ワインに浸るきっかけは「家」

さらに、私がワインの世界に少しずつ入り始めたのは、オランダ駐在の後半の3年を過ごした「家」のせいでもあった。その家というのはロッテルダムの中心、しかし近くに森と湖があるクラーリンゲンという閑静な住宅地の一角にあり、ロッテルダムマラソンのコースにも非常に近い。家は3階建て地下1階の100年以上前に建てられた家で、当時は会社の持ち物だったが、私が建物の管理人兼住人として住むことになった。

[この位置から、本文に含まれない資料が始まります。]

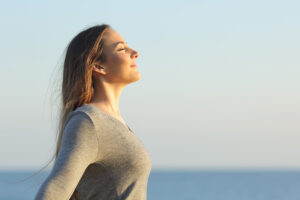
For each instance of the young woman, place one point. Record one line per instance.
(98, 157)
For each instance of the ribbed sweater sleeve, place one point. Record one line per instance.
(79, 148)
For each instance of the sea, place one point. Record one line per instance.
(182, 185)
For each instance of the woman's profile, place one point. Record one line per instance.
(98, 157)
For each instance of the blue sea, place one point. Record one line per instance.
(182, 185)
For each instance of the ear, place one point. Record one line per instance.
(99, 69)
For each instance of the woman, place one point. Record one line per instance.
(97, 156)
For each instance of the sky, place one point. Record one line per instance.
(219, 85)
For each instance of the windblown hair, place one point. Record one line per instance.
(83, 51)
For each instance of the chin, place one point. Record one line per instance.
(136, 77)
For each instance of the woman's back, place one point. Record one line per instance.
(100, 157)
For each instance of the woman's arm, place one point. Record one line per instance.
(79, 148)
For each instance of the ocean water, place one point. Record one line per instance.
(183, 185)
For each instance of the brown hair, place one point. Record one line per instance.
(77, 88)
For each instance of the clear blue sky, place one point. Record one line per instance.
(219, 83)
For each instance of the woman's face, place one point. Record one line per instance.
(119, 65)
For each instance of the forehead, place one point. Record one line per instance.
(112, 38)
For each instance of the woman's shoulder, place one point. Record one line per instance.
(84, 112)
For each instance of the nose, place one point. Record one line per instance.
(135, 53)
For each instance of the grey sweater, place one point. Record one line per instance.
(100, 157)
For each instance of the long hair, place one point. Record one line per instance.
(83, 51)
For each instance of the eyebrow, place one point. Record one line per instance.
(116, 44)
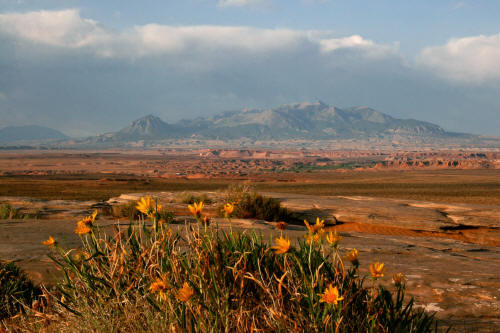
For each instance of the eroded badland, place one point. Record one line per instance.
(434, 215)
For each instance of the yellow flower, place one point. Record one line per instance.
(196, 208)
(159, 286)
(398, 278)
(88, 220)
(320, 224)
(205, 220)
(377, 270)
(353, 256)
(82, 228)
(282, 245)
(49, 242)
(314, 237)
(185, 293)
(330, 295)
(281, 225)
(228, 209)
(148, 206)
(333, 238)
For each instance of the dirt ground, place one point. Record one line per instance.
(439, 227)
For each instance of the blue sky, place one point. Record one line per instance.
(92, 66)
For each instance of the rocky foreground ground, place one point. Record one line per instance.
(449, 253)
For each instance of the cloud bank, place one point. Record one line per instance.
(468, 60)
(59, 68)
(68, 30)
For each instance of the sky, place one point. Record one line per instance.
(88, 67)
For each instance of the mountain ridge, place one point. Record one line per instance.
(315, 121)
(10, 134)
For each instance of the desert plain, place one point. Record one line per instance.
(433, 215)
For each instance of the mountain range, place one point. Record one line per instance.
(300, 121)
(313, 121)
(29, 133)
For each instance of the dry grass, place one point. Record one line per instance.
(448, 186)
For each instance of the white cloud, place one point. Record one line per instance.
(468, 60)
(63, 28)
(370, 48)
(240, 3)
(68, 30)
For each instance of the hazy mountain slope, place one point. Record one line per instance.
(29, 133)
(146, 127)
(315, 121)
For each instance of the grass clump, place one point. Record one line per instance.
(127, 210)
(16, 289)
(8, 212)
(250, 204)
(146, 277)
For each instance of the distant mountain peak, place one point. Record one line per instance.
(149, 126)
(307, 120)
(29, 133)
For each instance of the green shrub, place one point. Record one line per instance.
(145, 279)
(15, 290)
(127, 210)
(190, 198)
(249, 204)
(8, 212)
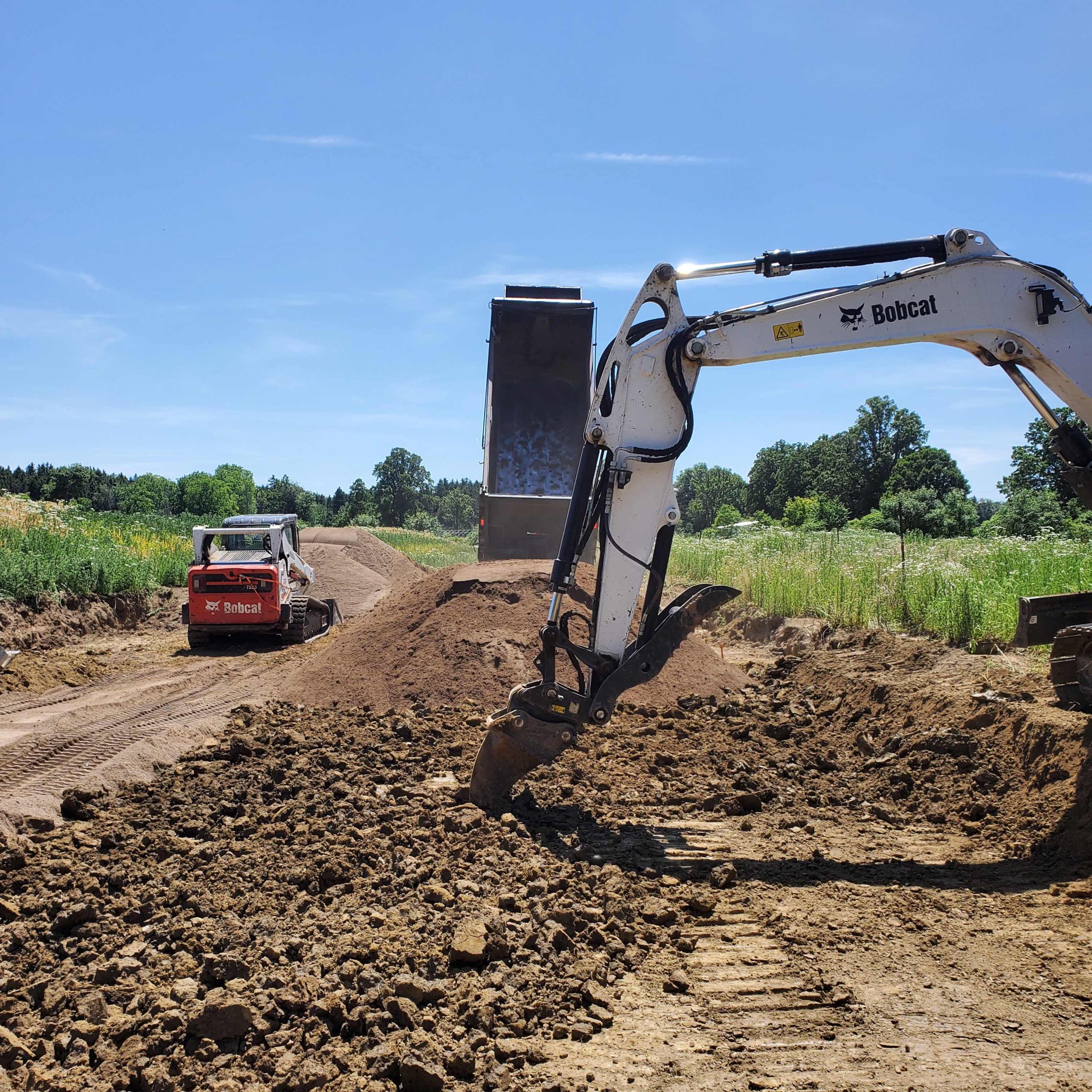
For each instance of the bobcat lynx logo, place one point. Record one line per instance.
(852, 317)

口悪い友人のオランダ人は「クラーリンゲンのお化け屋敷」というが、その家には、何と地下に3畳ほどの広さのワインセラーがある。そして、そこには驚く勿れ日本製のエアコンが付いているのだ。居住する他の部屋にはエアコンなどないのに、である。オランダは真夏でもそれほど暑い日は多くないので、部屋にエアコンなしでも十分過ごせる。その意味でこのワインセラーは以前住んでいた人が如何にワインに入れ込んでいたかがよく分かる。

注)この写真で白い手摺があるのは張り出したテラスで、ワインセラーはまさにこの下の地下の部分に作られている。

ある時、以前の住人宛に一通の手紙が来た。見るとワインを専門に扱っている問屋からのもの。要は、顧客への売り込みである。それまではワインは近所の酒屋とか事務所の下の酒屋で買っていたが、物は試し、一度その問屋とやらに見学に行ってみようと思い出かけた。

その問屋の広い倉庫にはたくさんの商品、前庭では既に大勢の人がいくつもあるテーブルを囲み皆グラスを持ってワイワイやっている。試飲会である。私が行くと手招きをする。当然酒屋の人たちが大半だと思うが、個人の客にも販売するので私のような場違いの者も歓迎してくれた。日本人は我々夫婦以外誰もいなかった。そこでいろいろ試し、いきなり10本以上買ってしまった。勢いとは恐ろしい。しこたま試飲もしていい気分になり、また運転して帰った。これを契機にそれ以降、帰国するまで何度か訪ねることになった。